De maatschappij Elfia

Het meisje zal hooguit een jaar of tien geweest zijn. Hoewel, door haar sierlijke manier van lopen en volwassen proberen overkomen, zou ze zo twaalf geschat kunnen worden. De zoom van haar sierlijke, zijden, witte jurk, die verfraaid werd met een roze strik, was al behoorlijk bruin doortrokken van de modder. Het meisje klaagde niet. Behendig ontweek zij de plassen water die even daarvoor door een flinke stortbui die over Elfia woedde, waren ontstaan.
Haar moeder rolde behendig in haar rolstoel naast haar. Zij was duidelijk wel wat gewend. De rode, fluwelen jurk had ze slim opgekruld zodat deze zoveel mogelijk van de modder bespaard bleef. Het sierlijke, witte netje op haar hoofd maakte me duidelijk dat zij een hofdame moest zijn of een werkende vrouw van hoge komaf. Haar dochter was duidelijk de prinses. Eentje die af en toe met bezorgde blikken naar haar hofdame keek. Ze wilde zeker zijn dat ze zich redde.
Verderop liepen twee zeemeerminnen.
‘Zeg, houd je er wel rekening mee dat ik op slippers loop!’ zei de blonde meermin met een bijna arrogante toon tegen de fotograaf.
Deze was kennelijk meegezeuld om de gehele dag in dienst te staan van deze twee vinnige dames.
‘En ik loop op blote voeten. Bah! Wat een vies weer.’ Sneerde de rode meermin.
De fotograaf, een jongen van rond de achttien schat ik, slikte alle hoogdravende opmerkingen en liep bedeesd mee met de twee dames. Geef hem eens ongelijk. Hij mocht de hele dag bij deze schaars geklede meiden lopen en ze nog legaal fotograferen ook. Dat is wel wat gezeik waard.
Jack Sparrow kwam ons tegemoet lopen. En nog een. En nog een. Hoeveel Sparrows zouden er rondlopen? Ze gedroegen zich dronken en praatten in hun beste Engelse piratentaal.

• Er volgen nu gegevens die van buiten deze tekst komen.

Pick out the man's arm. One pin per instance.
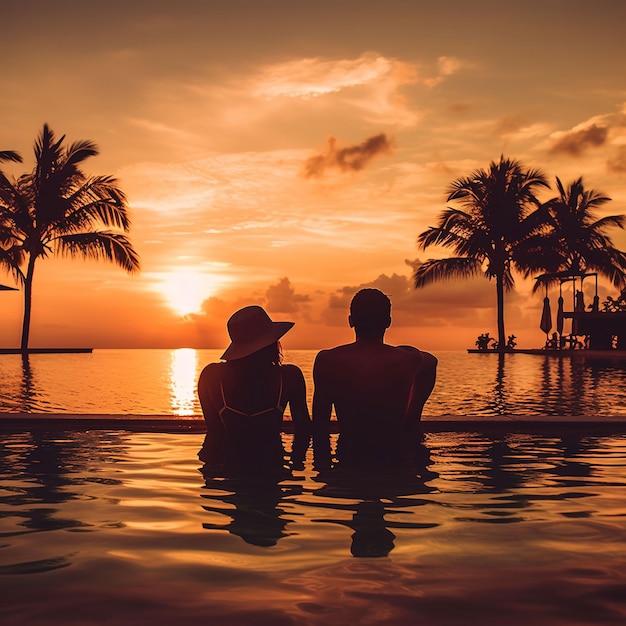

Ik begon te glimlachen op het moment dat ons in het doorbrekende zonnetje een buitenaards wezen, een Harry Potter-student, een Animé meisje en twee grote krijgers uit een fantasy wereld ons passeerden. Wat een mooie miniwereld, dacht ik. Hier sta ik dan, samen met mijn vriendin verkleed als vampiers. Met gekleurde lenzen en hoektanden en al. Niemand die ons raar aanstaart. Sterker nog. We werden gefotografeerd alsof we een beroemdheid waren. Buiten het park zouden we aangegaapt worden of misschien wel uitgelachen. Een domme opmerking naar ons hoofd geslingerd krijgen. Hier in Elfia niet. Hier is alles wat afwijkt normaal. Je mag zijn wie je graag wilt zijn. Was je als jongetje altijd een dappere ridder? Het kan. Verkleed jezelf als ridder en voel je de hele dag Lancelot of een mystieke krijger. Drink mede samen met een elf. Lal arm in arm met een ork een dronkemanslied. Elfia kent geen onderscheid. Of je nu een schaars gekleed roodkapje bent of een tot in berenvachten gestoken Viking.

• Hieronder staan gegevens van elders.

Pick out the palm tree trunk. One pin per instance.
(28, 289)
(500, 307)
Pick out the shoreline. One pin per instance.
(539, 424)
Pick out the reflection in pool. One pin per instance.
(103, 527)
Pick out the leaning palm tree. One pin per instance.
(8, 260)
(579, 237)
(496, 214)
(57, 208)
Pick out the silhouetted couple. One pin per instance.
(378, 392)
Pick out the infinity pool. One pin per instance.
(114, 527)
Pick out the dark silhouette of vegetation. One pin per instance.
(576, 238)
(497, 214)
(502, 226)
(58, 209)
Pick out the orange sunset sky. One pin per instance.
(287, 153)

Als de avond valt, scheurt voor ons een dolgelukkig elfje van een jaar of twaalf ons tegemoet. Ze maakte rondjes in haar elektrische rolstoel en kirde het woord mama tig keren uit. Moeders liep achter haar te stralen van trots. Het meisje deed trucjes langs de kramen vol sieraden en lederwaren. Haar verlichtte rolstoel was als een baken vol blijdschap in de opkomende duisternis. Moeders gebaarde het elfje wat rustiger aan te doen, maar het meisje gaf geen gehoor. Ze was gelukkig. Zij was een sprookjesfiguur in een elektrische rolstoel en niemand staarde haar raar aan. Hier mocht ze een elfje zijn.
Ik dacht terug aan de andere moeder en dochter. Hofdame en prinses. Beide moeders zullen één zelfde gedachten hebben. Hier in de maatschappij Elfia kunnen onze kinderen zijn wie ze willen zijn.
Oh ja, aan het einde van de dag heb ik veertien Jack Sparrows geteld.